6 months ago, there was a change proposal for introducing (optional) optimized binaries into Fedora.
Although it ended up being removed and deferred to a later date, I decided to look into some of the feedback it has gotten.
The mechanism suggested for optimized libraries seems relatively simple enough, but the one for optimized executables got a lot of concerns:
Among these concerns, the following were the most common:
- Setting the
$PATHis finicky and not guaranteed to work - programs can decide to modify it, which would break this mechanism. - This mechanism doesn’t work if the program is launched using its absolute path.
I’ve thought about a different mechanism, which solves these concerns, and would like some feedback on it!
Introduce a new executable, called hwcaps-loader. It first determines what’s the maximum feature level of the CPU, then, it executes the best version of the specified program, as long as its equal or below the CPU’s feature level.
When a package opts-in to this mechanism, its executables in /usr/bin/ link to /usr/bin/hwcaps-loader, which finds the actual binary in /usr/bin/glibc-hwcaps/*/.
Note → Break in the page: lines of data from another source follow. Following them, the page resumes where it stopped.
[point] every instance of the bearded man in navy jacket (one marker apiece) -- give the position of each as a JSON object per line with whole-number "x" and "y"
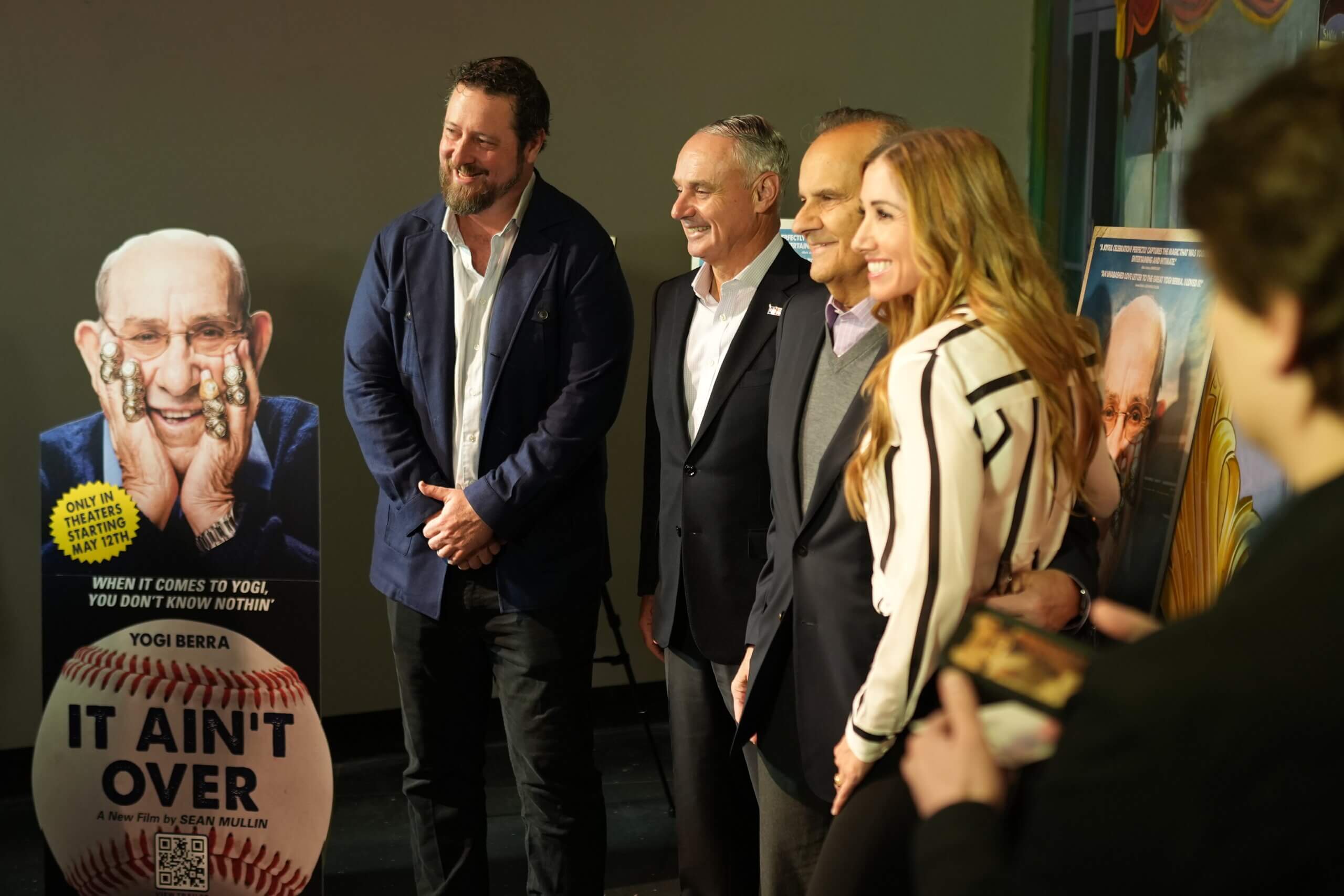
{"x": 486, "y": 359}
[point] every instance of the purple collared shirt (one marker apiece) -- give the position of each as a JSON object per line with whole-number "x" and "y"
{"x": 848, "y": 327}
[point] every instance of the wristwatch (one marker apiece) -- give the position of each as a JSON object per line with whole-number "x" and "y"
{"x": 1084, "y": 608}
{"x": 218, "y": 532}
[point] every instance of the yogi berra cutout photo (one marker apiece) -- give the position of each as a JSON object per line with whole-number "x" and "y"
{"x": 181, "y": 750}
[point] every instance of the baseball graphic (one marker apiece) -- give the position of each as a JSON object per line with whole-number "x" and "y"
{"x": 182, "y": 757}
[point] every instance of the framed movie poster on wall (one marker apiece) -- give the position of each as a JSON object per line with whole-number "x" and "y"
{"x": 1148, "y": 293}
{"x": 181, "y": 750}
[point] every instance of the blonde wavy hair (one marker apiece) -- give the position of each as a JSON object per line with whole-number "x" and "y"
{"x": 975, "y": 242}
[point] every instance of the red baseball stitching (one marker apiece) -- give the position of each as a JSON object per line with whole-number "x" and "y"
{"x": 97, "y": 876}
{"x": 90, "y": 662}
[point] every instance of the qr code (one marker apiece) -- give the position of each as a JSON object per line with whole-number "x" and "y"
{"x": 182, "y": 863}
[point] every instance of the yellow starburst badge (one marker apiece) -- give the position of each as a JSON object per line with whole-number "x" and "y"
{"x": 94, "y": 522}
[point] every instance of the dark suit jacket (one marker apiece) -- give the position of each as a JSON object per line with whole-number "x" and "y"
{"x": 560, "y": 349}
{"x": 815, "y": 594}
{"x": 707, "y": 504}
{"x": 1195, "y": 761}
{"x": 275, "y": 500}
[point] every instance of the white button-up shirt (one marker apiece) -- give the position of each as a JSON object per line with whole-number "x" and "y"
{"x": 713, "y": 327}
{"x": 474, "y": 300}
There’s no separate “loader” program for each executable to keep storage costs as low as possible. Instead, a hard link is made from /usr/bin/{EXEC_NAME} to /usr/bin/hwcaps-loader.
hwcaps-loader determines which program it should execute by reading /proc/self/exec’s path (symlink to the process’s binary file), which will correspond to the hard link.
Using this strategy, hwcaps-loader knows exactly which executable it has to run without needing to receive any launch parameters!
Here’s a visualization of how the filesystem looks like:
And here’s a logic flow of hwcaps-loader:
Here are the main advantages of this mechanism:
- No reliance on
$PATH: Optimized binaries can be executed simply by running the program’s usual path. Direct references still provide optimized binaries and the environment of the command never interferes. - Minimal storage footprint: No need to have one wrapper/loader for each optimized binary.
- Minimal overhead: A specialized binary launcher will take less time to launch the program compared to an equivalent shell script.
There’s one major drawback though… packaging must be very careful in order to ensure /usr/bin/hwcaps-loader is never deleted while there’s still other links to its inode, otherwise, the inode and all the other links will still linger.
Recreating /usr/bin/hwcaps-loader doesn’t fix this - it simply creates a new inode which none of the existing links will use. A mechanism would need to be made to ensure all references are removed before hwcaps-loader.
Using symlinks instead of hard links would solve this issue, but, unfortunately, /proc/self/exec points to the actual binary file instead of the symlink, so a hard link must be used instead.
I’ve made a Rust-written prototype of this concept. It cannot determine CPU capabilities yet, but all of the loading logic is implemented and works correctly.